We can go by his home on Little Italy tours and SoHo tours
.



* "CLEOPATRA'S NEEDLE" and how it got to Central Park (in a quiet clearing on a knoll behind the Metropolitan Museum of Art).

The following piece was adapted by me from one written by  Paul Rush, a respected NYC tour guide for the Partners in Preservation Program, which raised money to preserve this wonderful monument.  The piece was abridged for brevity and it loses the drama and beauty of his writing.  If there are errors, they are mine.  Here is my digest:


'What is now a felicitous Central Park surprise was once a matter of international significance tracing back 3500 years to the reign of Egypt's Pharaoh Thutmose III's jubilee at the Temple of the Sun. 

900 years later it was toppled by the Persians.

500 years later, Augustus Caesar had the pair obelisks relocated to Alexandria from Heliopolis to celebrate Caesar's deification, much as they had for the Pharaoh.  There they stood for 1300 years when one tumbled due to an earthquake amidst the ruin of Caesar's temple, which had crumbled years prior. 

Nearly 600 years later the US Navy's Lt Commander Henry Honeychurch Gorringe was inspired by the standing obelisk.  The fallen one was removed to London.  In 1876 an Egyptian leader proposed gifting the obelisk to the US. 

By 1879 the New York (and therefore the nation's) press had obelisk fever.  The New York Herald stated:

"It would be absurd for the people of any great city to hope to be happy without an Egyptian Obelisk!  Why, London, Paris, and Rome could point the finger of scorn at us and intimate that we could never rise to any real moral grandeur until we had our own obelisk!" 

That year Ismail Pasha, the Khedive of Egypt gave it to the City of New York. 
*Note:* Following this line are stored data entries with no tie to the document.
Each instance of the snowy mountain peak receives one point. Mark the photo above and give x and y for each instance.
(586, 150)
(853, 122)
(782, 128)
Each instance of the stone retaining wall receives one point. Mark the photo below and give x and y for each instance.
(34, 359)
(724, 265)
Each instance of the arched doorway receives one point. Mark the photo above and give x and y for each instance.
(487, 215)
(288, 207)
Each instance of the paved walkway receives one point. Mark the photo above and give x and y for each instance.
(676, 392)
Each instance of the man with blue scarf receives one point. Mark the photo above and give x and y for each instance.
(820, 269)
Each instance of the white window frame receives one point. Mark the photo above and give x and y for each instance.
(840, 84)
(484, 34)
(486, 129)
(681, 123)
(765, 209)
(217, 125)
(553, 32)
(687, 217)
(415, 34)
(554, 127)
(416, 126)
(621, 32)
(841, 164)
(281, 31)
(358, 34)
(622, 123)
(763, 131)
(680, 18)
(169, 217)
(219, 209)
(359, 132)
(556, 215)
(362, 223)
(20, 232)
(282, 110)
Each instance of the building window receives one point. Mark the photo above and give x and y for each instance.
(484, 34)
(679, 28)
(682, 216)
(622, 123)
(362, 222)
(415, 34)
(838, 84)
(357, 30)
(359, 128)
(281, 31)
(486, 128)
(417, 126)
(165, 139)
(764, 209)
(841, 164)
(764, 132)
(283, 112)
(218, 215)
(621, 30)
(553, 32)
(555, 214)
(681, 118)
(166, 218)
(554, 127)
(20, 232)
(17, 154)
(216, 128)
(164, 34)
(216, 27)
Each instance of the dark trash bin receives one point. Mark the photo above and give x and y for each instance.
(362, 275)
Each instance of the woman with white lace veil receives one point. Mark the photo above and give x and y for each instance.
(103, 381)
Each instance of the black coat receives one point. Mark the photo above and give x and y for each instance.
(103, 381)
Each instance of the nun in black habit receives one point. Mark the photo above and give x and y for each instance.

Now comes the challenge: moving a stone rock weighing 200 tons with a height of 69 feet and width of 8 ft, then erecting it.  It took the Roebling Factory [related to the Brooklyn Bridge project] to engineer the apparatus. 

Meanwhile, in Alexandria, protests decried the loss of the obelisk, but gold donated by the Vanderbilts to the protest leaders proved mollifying, and the stone was draped in an American flag as it boarded its steamer.

Gorringe's mission was nearly sunk by the weather. 

After arrival, it took months for this two hundred ton, yet delicate, monument to make its way across half of Manhattan using a custom-built railway.

On an icy day, the obelisk was erected amidst hushed silence.  As it rested in place the crowd roared. 

Gorringe died at 44 of an accidental fall.  His tomb is marked by an obelisk.'


Here is a link to Paul Rush's actual and beautifully written and well-researched piece.


















Tangent:  as of this blog 1/23/13, the Statue of Liberty's island, and Ellis Island remain closed due to the Super Storm Sandy on 10/29/12.  The Statue and the Immigration Monument are undamaged but the landings require about $60 million in repairs.  There are no plans to fix this, so the islands remain closed.